気が付けば麺が消え、スープ割りにして貰うと、みじん切りのタマネギの風情が、豊かな美味しさとしてじんわりと来たのであった。

(左フォト) 盛りそば中盛り360g+味玉(汁・麺) (2009.04.25)


個性を打ち出す新店のラッシュが続く新橋界隈で、こちらもまたそんなラーメン店と言う事で、五月雨らしい霧雨止まぬ寒さも感じる五月中旬の火曜日、ランチタイム時に店頭へ立つ。
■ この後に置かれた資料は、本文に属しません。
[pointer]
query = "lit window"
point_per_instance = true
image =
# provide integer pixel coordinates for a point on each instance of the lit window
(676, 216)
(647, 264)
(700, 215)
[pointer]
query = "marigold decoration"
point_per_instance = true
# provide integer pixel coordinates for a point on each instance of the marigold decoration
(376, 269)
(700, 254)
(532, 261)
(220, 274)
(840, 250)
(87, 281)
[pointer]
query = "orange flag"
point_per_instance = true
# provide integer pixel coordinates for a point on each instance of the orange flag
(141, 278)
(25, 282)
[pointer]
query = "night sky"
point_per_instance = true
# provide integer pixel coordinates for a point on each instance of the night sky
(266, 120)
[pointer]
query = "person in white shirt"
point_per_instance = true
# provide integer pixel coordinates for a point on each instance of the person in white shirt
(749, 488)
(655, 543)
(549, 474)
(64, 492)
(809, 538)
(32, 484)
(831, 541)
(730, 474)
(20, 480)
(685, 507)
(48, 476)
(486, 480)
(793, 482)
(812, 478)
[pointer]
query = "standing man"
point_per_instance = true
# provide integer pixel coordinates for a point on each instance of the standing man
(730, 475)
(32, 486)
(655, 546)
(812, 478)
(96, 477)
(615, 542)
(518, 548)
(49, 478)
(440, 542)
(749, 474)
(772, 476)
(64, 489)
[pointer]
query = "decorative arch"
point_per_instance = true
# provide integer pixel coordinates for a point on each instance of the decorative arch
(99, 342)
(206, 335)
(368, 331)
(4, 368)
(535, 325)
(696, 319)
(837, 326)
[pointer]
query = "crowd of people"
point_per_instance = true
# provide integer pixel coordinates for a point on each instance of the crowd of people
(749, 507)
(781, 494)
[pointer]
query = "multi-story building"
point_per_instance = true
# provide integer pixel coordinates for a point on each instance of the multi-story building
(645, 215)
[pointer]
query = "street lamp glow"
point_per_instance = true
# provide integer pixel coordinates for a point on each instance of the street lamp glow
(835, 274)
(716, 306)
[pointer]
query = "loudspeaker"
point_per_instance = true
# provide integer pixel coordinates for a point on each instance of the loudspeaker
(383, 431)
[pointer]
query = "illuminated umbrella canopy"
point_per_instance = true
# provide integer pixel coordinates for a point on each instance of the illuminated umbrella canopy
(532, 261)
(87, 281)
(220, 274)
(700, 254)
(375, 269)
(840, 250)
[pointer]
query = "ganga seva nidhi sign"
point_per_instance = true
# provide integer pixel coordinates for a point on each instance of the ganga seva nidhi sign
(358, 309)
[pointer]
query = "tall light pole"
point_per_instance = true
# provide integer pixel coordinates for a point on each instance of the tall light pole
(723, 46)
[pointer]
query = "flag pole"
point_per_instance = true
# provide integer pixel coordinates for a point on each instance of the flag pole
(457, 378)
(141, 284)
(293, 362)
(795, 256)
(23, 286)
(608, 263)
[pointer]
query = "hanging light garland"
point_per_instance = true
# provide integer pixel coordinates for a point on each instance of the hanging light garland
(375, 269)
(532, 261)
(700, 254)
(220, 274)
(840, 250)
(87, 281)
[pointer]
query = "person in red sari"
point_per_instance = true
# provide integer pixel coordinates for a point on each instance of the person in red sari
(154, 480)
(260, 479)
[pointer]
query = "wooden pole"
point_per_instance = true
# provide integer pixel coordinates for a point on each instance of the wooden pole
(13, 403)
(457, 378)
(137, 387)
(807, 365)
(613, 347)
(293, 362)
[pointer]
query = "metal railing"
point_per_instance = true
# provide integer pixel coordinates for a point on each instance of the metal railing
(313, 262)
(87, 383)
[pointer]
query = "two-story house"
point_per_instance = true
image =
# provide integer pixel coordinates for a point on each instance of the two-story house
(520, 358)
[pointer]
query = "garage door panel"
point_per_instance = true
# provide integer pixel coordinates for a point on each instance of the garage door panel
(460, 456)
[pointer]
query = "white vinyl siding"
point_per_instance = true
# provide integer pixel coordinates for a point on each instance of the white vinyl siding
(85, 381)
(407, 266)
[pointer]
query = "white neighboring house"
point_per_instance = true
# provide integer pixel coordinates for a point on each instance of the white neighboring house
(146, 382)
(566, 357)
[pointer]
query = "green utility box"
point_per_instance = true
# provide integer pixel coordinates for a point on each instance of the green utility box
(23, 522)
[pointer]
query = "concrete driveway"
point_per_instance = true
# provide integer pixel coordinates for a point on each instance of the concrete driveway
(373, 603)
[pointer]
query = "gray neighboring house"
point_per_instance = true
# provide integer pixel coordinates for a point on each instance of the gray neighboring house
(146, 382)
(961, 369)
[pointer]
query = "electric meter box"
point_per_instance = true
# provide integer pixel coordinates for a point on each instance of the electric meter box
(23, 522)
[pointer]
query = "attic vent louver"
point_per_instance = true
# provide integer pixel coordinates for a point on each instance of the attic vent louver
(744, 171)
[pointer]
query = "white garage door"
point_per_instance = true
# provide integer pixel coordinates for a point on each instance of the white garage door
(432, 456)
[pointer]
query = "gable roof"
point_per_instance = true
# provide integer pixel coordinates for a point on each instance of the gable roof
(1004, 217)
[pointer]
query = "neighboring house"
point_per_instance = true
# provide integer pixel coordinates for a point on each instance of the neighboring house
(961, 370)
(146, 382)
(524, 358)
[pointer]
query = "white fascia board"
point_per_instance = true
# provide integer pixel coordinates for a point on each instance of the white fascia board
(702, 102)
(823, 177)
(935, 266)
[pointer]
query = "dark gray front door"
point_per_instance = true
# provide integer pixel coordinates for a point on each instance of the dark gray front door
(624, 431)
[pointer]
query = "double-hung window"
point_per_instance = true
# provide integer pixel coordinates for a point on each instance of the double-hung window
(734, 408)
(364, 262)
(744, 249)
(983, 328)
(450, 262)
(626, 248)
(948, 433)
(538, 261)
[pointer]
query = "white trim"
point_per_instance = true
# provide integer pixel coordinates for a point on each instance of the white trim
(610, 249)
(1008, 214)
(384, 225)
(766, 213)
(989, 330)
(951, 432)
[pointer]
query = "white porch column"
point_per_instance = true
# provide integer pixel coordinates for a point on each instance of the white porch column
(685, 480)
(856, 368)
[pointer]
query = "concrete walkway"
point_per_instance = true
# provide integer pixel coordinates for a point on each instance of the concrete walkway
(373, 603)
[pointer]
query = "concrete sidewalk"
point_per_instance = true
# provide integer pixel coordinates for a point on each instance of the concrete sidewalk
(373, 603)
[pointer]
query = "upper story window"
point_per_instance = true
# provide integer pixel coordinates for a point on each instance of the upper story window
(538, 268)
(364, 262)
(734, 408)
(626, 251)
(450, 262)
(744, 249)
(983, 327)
同じ通りには、浅草開化楼の麺を提供するお店が路地を隔てて暖簾を掲げている。

その店頭には周辺のサラリーマンの方々が列を成し、また隣りの区画では工事がこれから始まる様なそんな周辺環境。

こちらもオープンまもない乍ら、外列は無いものの店内の席は満席で、券売機に三名の方が並んでおり、店内右奥の空間で、席を待つスタイルとなっていた。

特製らーめん880円の券を買い、お店の方に渡してその待ち列の後ろに着く。

目の前に広がる店内は、ハロゲンビーム球を多用しており、飾ってある額絵にも照明を当てていて、さてどこかで見た店内装の雰囲気だなと気付いた。

そしてさほど待たずして、小振りなL字カウンター席の、空いた一席に腰掛け、そして程なく到着。おお、これまた旨そうなビジュアル。

でも大した感じでも無さそうかなと思いつつ、レンゲでスープを一口啜る私であった。ところがこれがもう、「なんですと」と言う美味しさ。

もう、旨い×12が炸裂するダイナミックレンジと言えた(かなり判り辛い)。厚手のチャーシューに手をつければ、またこれがとても良く、肉肉しい感じの怒涛の美味しさが口内に沁み渡った。

さてこのスープの味の組み立て方といい、ハロゲンビームといい、センスのあるBGMといい、これはやはり多分、最近は行っていないがZUND-BER系に違いない。

いや、そうに決まっている(おいおい)。店主らしき方に迷惑がられない時を見計らって、それはさりげなく「ZUND-BER系ですよね?」と小声で尋ねてみた。

するとこれが当たっていて、面目躍如で胸を撫で下ろす私だった。しかし今思えば、単に合わせてくれたのかも知れない。

厨房に埼玉県三芳町にあるカネジン食品東京工場の箱が見えた。

麺はそのカネジンの良い所がとてもよく現れており、麺茹での力量がまたさすがなお店とも言え、これであればつけ麺もさぞかし良い事だろう。

前後するが、この系統的なラーメンと認識して食べ進めた次第だが、煮干し感がどうにも東池袋の息吹を感じ、タマネギも入っているがその刻み加減がまたざっくりと粗くやや大粒なもの。

それはまるで竹岡の梅乃家も思い出すラーメンだった。千葉県在住で大勝軒好きな人間としては、この上ないその良さを感じ取れたラーメンとなった。

すると、店主は何と大勝軒系でも修行経験があるそうで、千葉県木更津市出身で梅乃家もよく知っている事を教えて頂き、思わず即座に納得出来たものだった。

木更津のお婆ちゃんが、自分の事をオラと呼ぶ事から、今回ご自分の店の店名に親しみを感じて頂けるよう、この店名にしたそう。

世知辛いこの世の中に、素晴らしい名付け方と言えた。気が付けば完食。いや、ズバッ!と、ズドン!と、これが良かった。